RIVERSIDE, Calif. (www.ucr.edu) – A campus-wide group will meet this week to consider the proliferation of scooters on campus. The group will also factor more staid forms of wheeled devices, including skateboards and bicycles.

This past year, campus planners, transportation officials, and police began looking at the future of how pedestrians and wheeled devices will interact on campus.

The intensity ratcheted up this fall with a campus explosion of dockless electric scooters. First came the Bird-brand scooters, in early September; Lime-brand scooters followed by mid-October. The scooters, which move at speeds up to 20 mph, immediately complicated an already-complex mix of pedestrians and vehicles on wheels.

The group meeting Nov. 1 will consider short-term and long-term solutions. The long-term involves updating the campus’s Long Range Development Plan, or LRDP, which is a blueprint for campus development.

“This is especially important as our student population is also growing, and the pedestrian core of campus is getting more and more crowded,” Chief Financial Officer and Vice Chancellor for Planning and Budget Gerry Bomotti said. “We need to assure a safe environment for the entire university community.”

Riding scooters on campus sidewalks and pathways is a violation not only of campus policy, but also of UCR’s Standards of Conduct. Thus far, students haven’t been cited.

But the campus has not been idle. Transportation Services has aggressively collected scooters found on campus: more than 500 remain under lock and key, with UCR yet deciding under what conditions the scooters will be released.

One solution could be “geo-fencing” — a virtual boundary within which the scooters would not operate. Already, Bird and Lime “virtually” inform users that campus is a no-ride zone, but there’s nothing to penalize riders, or render the scooters inoperable.

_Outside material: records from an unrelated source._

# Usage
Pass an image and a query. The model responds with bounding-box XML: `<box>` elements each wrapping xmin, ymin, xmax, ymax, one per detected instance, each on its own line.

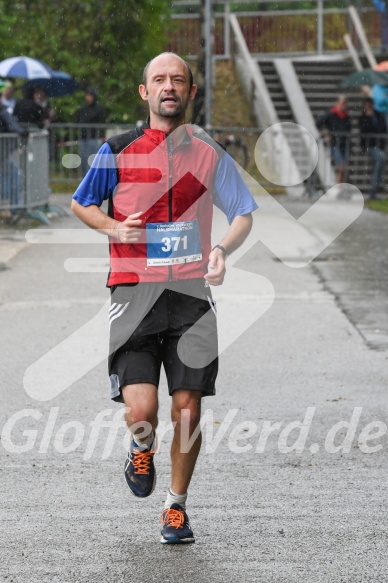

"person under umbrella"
<box><xmin>74</xmin><ymin>87</ymin><xmax>107</xmax><ymax>176</ymax></box>
<box><xmin>359</xmin><ymin>97</ymin><xmax>387</xmax><ymax>199</ymax></box>
<box><xmin>0</xmin><ymin>80</ymin><xmax>28</xmax><ymax>212</ymax></box>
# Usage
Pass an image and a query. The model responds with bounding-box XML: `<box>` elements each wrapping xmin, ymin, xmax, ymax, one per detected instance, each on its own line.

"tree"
<box><xmin>0</xmin><ymin>0</ymin><xmax>170</xmax><ymax>122</ymax></box>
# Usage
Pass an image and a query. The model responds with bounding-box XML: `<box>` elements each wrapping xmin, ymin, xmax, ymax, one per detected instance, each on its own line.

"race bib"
<box><xmin>146</xmin><ymin>220</ymin><xmax>202</xmax><ymax>266</ymax></box>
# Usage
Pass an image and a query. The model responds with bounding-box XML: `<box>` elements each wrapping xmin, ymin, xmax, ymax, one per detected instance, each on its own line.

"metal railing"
<box><xmin>0</xmin><ymin>130</ymin><xmax>49</xmax><ymax>213</ymax></box>
<box><xmin>166</xmin><ymin>0</ymin><xmax>382</xmax><ymax>58</ymax></box>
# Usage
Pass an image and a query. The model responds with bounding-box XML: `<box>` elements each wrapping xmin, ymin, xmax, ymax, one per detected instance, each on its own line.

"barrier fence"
<box><xmin>0</xmin><ymin>130</ymin><xmax>49</xmax><ymax>219</ymax></box>
<box><xmin>0</xmin><ymin>124</ymin><xmax>385</xmax><ymax>221</ymax></box>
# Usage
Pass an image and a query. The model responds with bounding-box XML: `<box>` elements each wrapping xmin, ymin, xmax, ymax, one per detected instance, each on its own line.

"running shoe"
<box><xmin>124</xmin><ymin>438</ymin><xmax>156</xmax><ymax>498</ymax></box>
<box><xmin>160</xmin><ymin>504</ymin><xmax>195</xmax><ymax>545</ymax></box>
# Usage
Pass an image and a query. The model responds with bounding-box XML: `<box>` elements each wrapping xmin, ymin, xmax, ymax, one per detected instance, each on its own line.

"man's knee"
<box><xmin>171</xmin><ymin>390</ymin><xmax>202</xmax><ymax>429</ymax></box>
<box><xmin>122</xmin><ymin>385</ymin><xmax>158</xmax><ymax>426</ymax></box>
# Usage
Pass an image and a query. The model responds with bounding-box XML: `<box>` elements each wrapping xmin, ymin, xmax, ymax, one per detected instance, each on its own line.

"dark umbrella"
<box><xmin>23</xmin><ymin>71</ymin><xmax>80</xmax><ymax>97</ymax></box>
<box><xmin>340</xmin><ymin>69</ymin><xmax>388</xmax><ymax>88</ymax></box>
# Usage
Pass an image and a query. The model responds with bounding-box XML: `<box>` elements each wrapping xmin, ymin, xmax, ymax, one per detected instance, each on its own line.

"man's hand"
<box><xmin>204</xmin><ymin>248</ymin><xmax>226</xmax><ymax>285</ymax></box>
<box><xmin>116</xmin><ymin>211</ymin><xmax>143</xmax><ymax>243</ymax></box>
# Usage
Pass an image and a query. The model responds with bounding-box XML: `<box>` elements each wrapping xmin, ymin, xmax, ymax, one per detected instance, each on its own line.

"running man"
<box><xmin>72</xmin><ymin>53</ymin><xmax>257</xmax><ymax>544</ymax></box>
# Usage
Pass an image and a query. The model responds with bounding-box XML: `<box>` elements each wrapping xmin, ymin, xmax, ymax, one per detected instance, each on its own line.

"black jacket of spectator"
<box><xmin>359</xmin><ymin>110</ymin><xmax>387</xmax><ymax>154</ymax></box>
<box><xmin>74</xmin><ymin>102</ymin><xmax>107</xmax><ymax>140</ymax></box>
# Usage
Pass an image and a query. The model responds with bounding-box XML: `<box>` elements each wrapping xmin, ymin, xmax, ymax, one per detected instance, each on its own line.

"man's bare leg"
<box><xmin>122</xmin><ymin>383</ymin><xmax>159</xmax><ymax>441</ymax></box>
<box><xmin>161</xmin><ymin>390</ymin><xmax>202</xmax><ymax>544</ymax></box>
<box><xmin>171</xmin><ymin>390</ymin><xmax>202</xmax><ymax>494</ymax></box>
<box><xmin>122</xmin><ymin>383</ymin><xmax>158</xmax><ymax>498</ymax></box>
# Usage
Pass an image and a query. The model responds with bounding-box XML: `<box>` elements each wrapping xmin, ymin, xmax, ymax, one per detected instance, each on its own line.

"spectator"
<box><xmin>372</xmin><ymin>85</ymin><xmax>388</xmax><ymax>125</ymax></box>
<box><xmin>32</xmin><ymin>87</ymin><xmax>55</xmax><ymax>127</ymax></box>
<box><xmin>316</xmin><ymin>95</ymin><xmax>351</xmax><ymax>184</ymax></box>
<box><xmin>1</xmin><ymin>79</ymin><xmax>16</xmax><ymax>115</ymax></box>
<box><xmin>360</xmin><ymin>97</ymin><xmax>387</xmax><ymax>199</ymax></box>
<box><xmin>13</xmin><ymin>87</ymin><xmax>45</xmax><ymax>129</ymax></box>
<box><xmin>74</xmin><ymin>87</ymin><xmax>107</xmax><ymax>175</ymax></box>
<box><xmin>0</xmin><ymin>81</ymin><xmax>28</xmax><ymax>211</ymax></box>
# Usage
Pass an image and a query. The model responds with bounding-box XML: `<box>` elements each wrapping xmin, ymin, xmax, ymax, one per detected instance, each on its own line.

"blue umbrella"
<box><xmin>0</xmin><ymin>57</ymin><xmax>53</xmax><ymax>79</ymax></box>
<box><xmin>24</xmin><ymin>71</ymin><xmax>80</xmax><ymax>97</ymax></box>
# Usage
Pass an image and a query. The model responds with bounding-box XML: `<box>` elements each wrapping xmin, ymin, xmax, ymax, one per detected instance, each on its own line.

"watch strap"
<box><xmin>213</xmin><ymin>245</ymin><xmax>228</xmax><ymax>259</ymax></box>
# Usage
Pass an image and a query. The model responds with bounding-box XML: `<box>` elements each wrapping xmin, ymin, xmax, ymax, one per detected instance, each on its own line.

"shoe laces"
<box><xmin>160</xmin><ymin>508</ymin><xmax>185</xmax><ymax>528</ymax></box>
<box><xmin>132</xmin><ymin>451</ymin><xmax>154</xmax><ymax>475</ymax></box>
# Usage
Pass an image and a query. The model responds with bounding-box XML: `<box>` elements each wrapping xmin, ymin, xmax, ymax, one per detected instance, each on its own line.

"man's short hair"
<box><xmin>143</xmin><ymin>51</ymin><xmax>194</xmax><ymax>89</ymax></box>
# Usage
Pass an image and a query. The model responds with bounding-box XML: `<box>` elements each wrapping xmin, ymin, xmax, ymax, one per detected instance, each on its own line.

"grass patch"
<box><xmin>50</xmin><ymin>178</ymin><xmax>81</xmax><ymax>194</ymax></box>
<box><xmin>365</xmin><ymin>198</ymin><xmax>388</xmax><ymax>213</ymax></box>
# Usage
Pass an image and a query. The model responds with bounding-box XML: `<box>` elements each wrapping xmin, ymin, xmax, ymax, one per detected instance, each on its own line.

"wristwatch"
<box><xmin>213</xmin><ymin>245</ymin><xmax>228</xmax><ymax>259</ymax></box>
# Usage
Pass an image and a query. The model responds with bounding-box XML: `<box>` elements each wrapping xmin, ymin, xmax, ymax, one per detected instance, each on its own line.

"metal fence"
<box><xmin>50</xmin><ymin>124</ymin><xmax>381</xmax><ymax>194</ymax></box>
<box><xmin>166</xmin><ymin>0</ymin><xmax>378</xmax><ymax>58</ymax></box>
<box><xmin>0</xmin><ymin>130</ymin><xmax>49</xmax><ymax>214</ymax></box>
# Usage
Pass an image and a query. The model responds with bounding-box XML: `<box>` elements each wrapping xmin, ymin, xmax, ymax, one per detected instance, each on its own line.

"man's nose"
<box><xmin>164</xmin><ymin>77</ymin><xmax>174</xmax><ymax>91</ymax></box>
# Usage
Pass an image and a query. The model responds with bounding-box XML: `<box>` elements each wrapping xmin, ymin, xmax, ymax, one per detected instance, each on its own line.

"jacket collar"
<box><xmin>141</xmin><ymin>117</ymin><xmax>196</xmax><ymax>148</ymax></box>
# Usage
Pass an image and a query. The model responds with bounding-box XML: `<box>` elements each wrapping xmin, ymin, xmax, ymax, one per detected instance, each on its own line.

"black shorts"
<box><xmin>108</xmin><ymin>279</ymin><xmax>218</xmax><ymax>403</ymax></box>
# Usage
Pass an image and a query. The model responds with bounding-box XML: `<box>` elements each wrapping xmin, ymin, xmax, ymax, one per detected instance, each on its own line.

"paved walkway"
<box><xmin>0</xmin><ymin>198</ymin><xmax>388</xmax><ymax>583</ymax></box>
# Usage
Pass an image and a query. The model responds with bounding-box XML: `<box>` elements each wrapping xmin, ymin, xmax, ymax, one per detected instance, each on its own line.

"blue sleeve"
<box><xmin>213</xmin><ymin>154</ymin><xmax>258</xmax><ymax>224</ymax></box>
<box><xmin>73</xmin><ymin>143</ymin><xmax>117</xmax><ymax>206</ymax></box>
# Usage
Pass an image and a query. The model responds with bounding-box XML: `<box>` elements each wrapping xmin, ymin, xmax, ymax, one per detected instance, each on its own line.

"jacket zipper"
<box><xmin>167</xmin><ymin>136</ymin><xmax>174</xmax><ymax>281</ymax></box>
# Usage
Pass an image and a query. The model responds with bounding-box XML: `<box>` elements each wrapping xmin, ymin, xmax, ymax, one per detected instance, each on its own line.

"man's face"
<box><xmin>139</xmin><ymin>55</ymin><xmax>197</xmax><ymax>118</ymax></box>
<box><xmin>85</xmin><ymin>93</ymin><xmax>94</xmax><ymax>105</ymax></box>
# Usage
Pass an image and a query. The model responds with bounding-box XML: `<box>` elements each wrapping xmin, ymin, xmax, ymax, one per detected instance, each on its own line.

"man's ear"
<box><xmin>190</xmin><ymin>85</ymin><xmax>197</xmax><ymax>101</ymax></box>
<box><xmin>139</xmin><ymin>85</ymin><xmax>148</xmax><ymax>101</ymax></box>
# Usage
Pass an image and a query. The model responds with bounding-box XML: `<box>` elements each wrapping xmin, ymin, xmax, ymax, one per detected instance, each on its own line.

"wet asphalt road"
<box><xmin>0</xmin><ymin>194</ymin><xmax>388</xmax><ymax>583</ymax></box>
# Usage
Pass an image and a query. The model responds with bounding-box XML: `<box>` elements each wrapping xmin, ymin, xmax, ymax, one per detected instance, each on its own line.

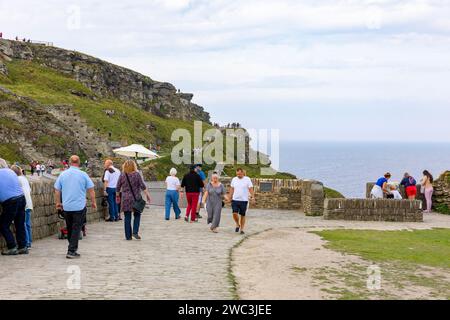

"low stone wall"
<box><xmin>324</xmin><ymin>199</ymin><xmax>423</xmax><ymax>222</ymax></box>
<box><xmin>148</xmin><ymin>178</ymin><xmax>325</xmax><ymax>215</ymax></box>
<box><xmin>0</xmin><ymin>179</ymin><xmax>106</xmax><ymax>248</ymax></box>
<box><xmin>433</xmin><ymin>171</ymin><xmax>450</xmax><ymax>211</ymax></box>
<box><xmin>217</xmin><ymin>178</ymin><xmax>325</xmax><ymax>216</ymax></box>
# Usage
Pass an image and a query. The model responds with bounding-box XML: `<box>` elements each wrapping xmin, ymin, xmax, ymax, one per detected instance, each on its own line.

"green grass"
<box><xmin>315</xmin><ymin>229</ymin><xmax>450</xmax><ymax>268</ymax></box>
<box><xmin>435</xmin><ymin>204</ymin><xmax>450</xmax><ymax>215</ymax></box>
<box><xmin>0</xmin><ymin>60</ymin><xmax>200</xmax><ymax>148</ymax></box>
<box><xmin>0</xmin><ymin>60</ymin><xmax>306</xmax><ymax>179</ymax></box>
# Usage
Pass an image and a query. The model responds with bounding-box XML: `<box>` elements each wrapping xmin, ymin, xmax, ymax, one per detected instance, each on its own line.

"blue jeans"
<box><xmin>25</xmin><ymin>209</ymin><xmax>33</xmax><ymax>248</ymax></box>
<box><xmin>0</xmin><ymin>196</ymin><xmax>27</xmax><ymax>249</ymax></box>
<box><xmin>166</xmin><ymin>190</ymin><xmax>181</xmax><ymax>220</ymax></box>
<box><xmin>124</xmin><ymin>211</ymin><xmax>141</xmax><ymax>240</ymax></box>
<box><xmin>106</xmin><ymin>188</ymin><xmax>119</xmax><ymax>220</ymax></box>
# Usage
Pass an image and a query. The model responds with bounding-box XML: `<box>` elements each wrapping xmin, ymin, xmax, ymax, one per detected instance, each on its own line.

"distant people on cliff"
<box><xmin>0</xmin><ymin>159</ymin><xmax>29</xmax><ymax>256</ymax></box>
<box><xmin>103</xmin><ymin>159</ymin><xmax>121</xmax><ymax>222</ymax></box>
<box><xmin>420</xmin><ymin>170</ymin><xmax>434</xmax><ymax>213</ymax></box>
<box><xmin>55</xmin><ymin>155</ymin><xmax>97</xmax><ymax>259</ymax></box>
<box><xmin>116</xmin><ymin>160</ymin><xmax>151</xmax><ymax>240</ymax></box>
<box><xmin>229</xmin><ymin>168</ymin><xmax>255</xmax><ymax>234</ymax></box>
<box><xmin>400</xmin><ymin>172</ymin><xmax>417</xmax><ymax>200</ymax></box>
<box><xmin>165</xmin><ymin>168</ymin><xmax>181</xmax><ymax>221</ymax></box>
<box><xmin>202</xmin><ymin>172</ymin><xmax>228</xmax><ymax>233</ymax></box>
<box><xmin>195</xmin><ymin>164</ymin><xmax>208</xmax><ymax>219</ymax></box>
<box><xmin>370</xmin><ymin>172</ymin><xmax>392</xmax><ymax>199</ymax></box>
<box><xmin>181</xmin><ymin>165</ymin><xmax>205</xmax><ymax>223</ymax></box>
<box><xmin>11</xmin><ymin>165</ymin><xmax>33</xmax><ymax>249</ymax></box>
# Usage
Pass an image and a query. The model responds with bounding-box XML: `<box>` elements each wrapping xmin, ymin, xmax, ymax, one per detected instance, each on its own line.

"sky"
<box><xmin>0</xmin><ymin>0</ymin><xmax>450</xmax><ymax>142</ymax></box>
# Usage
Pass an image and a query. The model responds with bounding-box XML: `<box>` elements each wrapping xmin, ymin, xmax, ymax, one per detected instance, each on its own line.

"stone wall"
<box><xmin>366</xmin><ymin>171</ymin><xmax>450</xmax><ymax>211</ymax></box>
<box><xmin>324</xmin><ymin>199</ymin><xmax>423</xmax><ymax>222</ymax></box>
<box><xmin>218</xmin><ymin>178</ymin><xmax>325</xmax><ymax>216</ymax></box>
<box><xmin>0</xmin><ymin>179</ymin><xmax>106</xmax><ymax>248</ymax></box>
<box><xmin>433</xmin><ymin>171</ymin><xmax>450</xmax><ymax>212</ymax></box>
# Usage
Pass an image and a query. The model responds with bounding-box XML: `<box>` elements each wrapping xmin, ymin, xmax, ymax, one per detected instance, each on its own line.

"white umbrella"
<box><xmin>113</xmin><ymin>144</ymin><xmax>159</xmax><ymax>160</ymax></box>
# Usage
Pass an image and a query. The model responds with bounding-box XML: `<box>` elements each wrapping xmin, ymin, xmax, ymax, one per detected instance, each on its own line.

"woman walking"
<box><xmin>116</xmin><ymin>160</ymin><xmax>151</xmax><ymax>240</ymax></box>
<box><xmin>181</xmin><ymin>166</ymin><xmax>205</xmax><ymax>223</ymax></box>
<box><xmin>202</xmin><ymin>172</ymin><xmax>226</xmax><ymax>233</ymax></box>
<box><xmin>420</xmin><ymin>170</ymin><xmax>434</xmax><ymax>213</ymax></box>
<box><xmin>165</xmin><ymin>168</ymin><xmax>181</xmax><ymax>221</ymax></box>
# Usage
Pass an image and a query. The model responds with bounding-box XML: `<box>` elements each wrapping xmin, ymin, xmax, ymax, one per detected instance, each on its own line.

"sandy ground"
<box><xmin>232</xmin><ymin>228</ymin><xmax>450</xmax><ymax>300</ymax></box>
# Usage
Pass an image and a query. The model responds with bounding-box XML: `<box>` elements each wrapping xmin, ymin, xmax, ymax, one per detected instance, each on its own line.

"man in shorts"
<box><xmin>230</xmin><ymin>168</ymin><xmax>255</xmax><ymax>234</ymax></box>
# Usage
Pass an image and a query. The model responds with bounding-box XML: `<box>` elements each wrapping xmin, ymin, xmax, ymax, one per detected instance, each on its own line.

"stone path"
<box><xmin>0</xmin><ymin>207</ymin><xmax>450</xmax><ymax>299</ymax></box>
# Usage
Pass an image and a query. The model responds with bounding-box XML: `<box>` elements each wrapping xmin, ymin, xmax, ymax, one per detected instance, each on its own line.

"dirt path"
<box><xmin>232</xmin><ymin>225</ymin><xmax>450</xmax><ymax>300</ymax></box>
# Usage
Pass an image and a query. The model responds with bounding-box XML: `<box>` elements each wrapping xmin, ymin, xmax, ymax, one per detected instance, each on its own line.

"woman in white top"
<box><xmin>11</xmin><ymin>166</ymin><xmax>33</xmax><ymax>249</ymax></box>
<box><xmin>420</xmin><ymin>170</ymin><xmax>434</xmax><ymax>213</ymax></box>
<box><xmin>166</xmin><ymin>168</ymin><xmax>181</xmax><ymax>220</ymax></box>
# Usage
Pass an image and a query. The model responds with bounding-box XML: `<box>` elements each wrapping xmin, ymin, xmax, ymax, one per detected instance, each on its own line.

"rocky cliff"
<box><xmin>0</xmin><ymin>40</ymin><xmax>210</xmax><ymax>123</ymax></box>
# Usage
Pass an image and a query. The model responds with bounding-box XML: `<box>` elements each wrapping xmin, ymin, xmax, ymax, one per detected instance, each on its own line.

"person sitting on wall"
<box><xmin>388</xmin><ymin>183</ymin><xmax>403</xmax><ymax>200</ymax></box>
<box><xmin>0</xmin><ymin>159</ymin><xmax>28</xmax><ymax>256</ymax></box>
<box><xmin>370</xmin><ymin>172</ymin><xmax>392</xmax><ymax>199</ymax></box>
<box><xmin>400</xmin><ymin>173</ymin><xmax>417</xmax><ymax>200</ymax></box>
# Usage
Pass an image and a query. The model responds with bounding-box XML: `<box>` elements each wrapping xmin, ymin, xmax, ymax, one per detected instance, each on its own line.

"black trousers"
<box><xmin>64</xmin><ymin>208</ymin><xmax>87</xmax><ymax>253</ymax></box>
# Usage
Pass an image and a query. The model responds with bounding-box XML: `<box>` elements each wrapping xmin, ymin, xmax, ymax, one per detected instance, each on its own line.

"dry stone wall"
<box><xmin>324</xmin><ymin>199</ymin><xmax>423</xmax><ymax>222</ymax></box>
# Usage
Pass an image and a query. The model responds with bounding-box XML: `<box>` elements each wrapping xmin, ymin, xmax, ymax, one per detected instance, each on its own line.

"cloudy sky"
<box><xmin>0</xmin><ymin>0</ymin><xmax>450</xmax><ymax>142</ymax></box>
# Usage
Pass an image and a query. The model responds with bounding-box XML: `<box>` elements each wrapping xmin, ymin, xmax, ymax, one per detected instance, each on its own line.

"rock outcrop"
<box><xmin>0</xmin><ymin>40</ymin><xmax>210</xmax><ymax>122</ymax></box>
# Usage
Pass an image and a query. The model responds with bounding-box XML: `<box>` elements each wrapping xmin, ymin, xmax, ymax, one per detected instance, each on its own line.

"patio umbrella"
<box><xmin>113</xmin><ymin>144</ymin><xmax>159</xmax><ymax>160</ymax></box>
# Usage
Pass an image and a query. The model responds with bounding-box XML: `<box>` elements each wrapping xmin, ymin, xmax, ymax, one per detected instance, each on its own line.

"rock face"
<box><xmin>0</xmin><ymin>40</ymin><xmax>210</xmax><ymax>123</ymax></box>
<box><xmin>0</xmin><ymin>86</ymin><xmax>112</xmax><ymax>176</ymax></box>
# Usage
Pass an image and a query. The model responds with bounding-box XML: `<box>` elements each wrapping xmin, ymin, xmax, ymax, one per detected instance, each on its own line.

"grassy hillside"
<box><xmin>0</xmin><ymin>60</ymin><xmax>200</xmax><ymax>148</ymax></box>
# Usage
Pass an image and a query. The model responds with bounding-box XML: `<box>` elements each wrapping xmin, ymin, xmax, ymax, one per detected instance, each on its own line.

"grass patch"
<box><xmin>435</xmin><ymin>204</ymin><xmax>450</xmax><ymax>215</ymax></box>
<box><xmin>314</xmin><ymin>229</ymin><xmax>450</xmax><ymax>268</ymax></box>
<box><xmin>0</xmin><ymin>143</ymin><xmax>25</xmax><ymax>163</ymax></box>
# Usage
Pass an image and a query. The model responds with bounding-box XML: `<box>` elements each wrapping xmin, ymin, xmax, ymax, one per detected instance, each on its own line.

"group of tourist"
<box><xmin>0</xmin><ymin>159</ymin><xmax>33</xmax><ymax>256</ymax></box>
<box><xmin>165</xmin><ymin>164</ymin><xmax>254</xmax><ymax>234</ymax></box>
<box><xmin>371</xmin><ymin>170</ymin><xmax>434</xmax><ymax>213</ymax></box>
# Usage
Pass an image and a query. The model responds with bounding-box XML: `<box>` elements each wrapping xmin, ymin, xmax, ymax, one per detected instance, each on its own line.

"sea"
<box><xmin>280</xmin><ymin>142</ymin><xmax>450</xmax><ymax>198</ymax></box>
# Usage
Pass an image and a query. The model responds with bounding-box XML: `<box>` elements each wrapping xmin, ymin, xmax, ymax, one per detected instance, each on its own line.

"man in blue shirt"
<box><xmin>55</xmin><ymin>156</ymin><xmax>97</xmax><ymax>259</ymax></box>
<box><xmin>0</xmin><ymin>159</ymin><xmax>28</xmax><ymax>256</ymax></box>
<box><xmin>195</xmin><ymin>164</ymin><xmax>208</xmax><ymax>219</ymax></box>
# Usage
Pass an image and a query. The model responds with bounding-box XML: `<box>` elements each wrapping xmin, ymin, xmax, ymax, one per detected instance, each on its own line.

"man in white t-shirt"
<box><xmin>165</xmin><ymin>168</ymin><xmax>181</xmax><ymax>221</ymax></box>
<box><xmin>230</xmin><ymin>168</ymin><xmax>255</xmax><ymax>234</ymax></box>
<box><xmin>103</xmin><ymin>160</ymin><xmax>121</xmax><ymax>222</ymax></box>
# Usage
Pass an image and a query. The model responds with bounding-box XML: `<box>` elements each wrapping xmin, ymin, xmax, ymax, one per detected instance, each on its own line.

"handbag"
<box><xmin>125</xmin><ymin>173</ymin><xmax>147</xmax><ymax>213</ymax></box>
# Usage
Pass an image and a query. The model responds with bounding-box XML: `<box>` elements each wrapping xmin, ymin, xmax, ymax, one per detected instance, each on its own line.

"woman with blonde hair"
<box><xmin>202</xmin><ymin>172</ymin><xmax>228</xmax><ymax>233</ymax></box>
<box><xmin>116</xmin><ymin>160</ymin><xmax>151</xmax><ymax>240</ymax></box>
<box><xmin>165</xmin><ymin>168</ymin><xmax>181</xmax><ymax>220</ymax></box>
<box><xmin>420</xmin><ymin>170</ymin><xmax>434</xmax><ymax>213</ymax></box>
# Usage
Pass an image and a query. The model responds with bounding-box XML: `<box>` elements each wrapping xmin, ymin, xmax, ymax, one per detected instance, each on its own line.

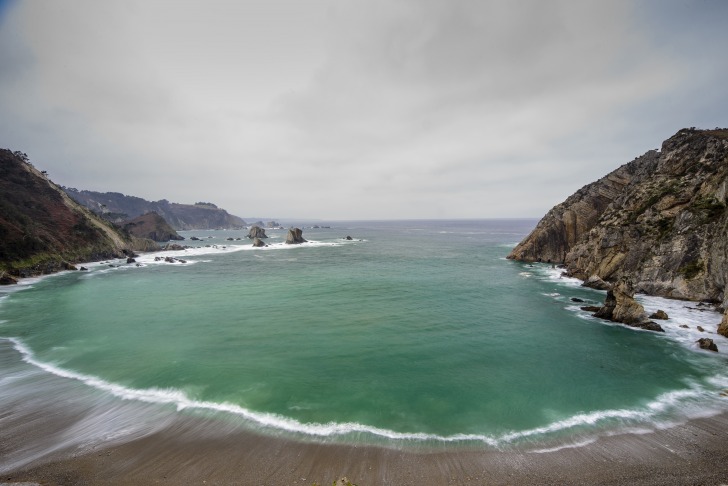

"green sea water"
<box><xmin>0</xmin><ymin>220</ymin><xmax>728</xmax><ymax>448</ymax></box>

Considerations extend beyond where the scooters should operate to whether scooter riders should wear helmets, and whether operators’ alcohol consumption can be subjected to testing.

“The goal is to find an amiable solution that supports campus mobility while providing a safe environment for all campus stakeholders,” said Irma Henderson, director of Transportation and Parking Services at UCR.

Campuses around the country are wrestling with the issue, and have looked at various remedies. Some have required scooters to be parked in bike racks. Others prohibit that practice. Many, like UCR, are impounding the scooters, and charging a fee for their release.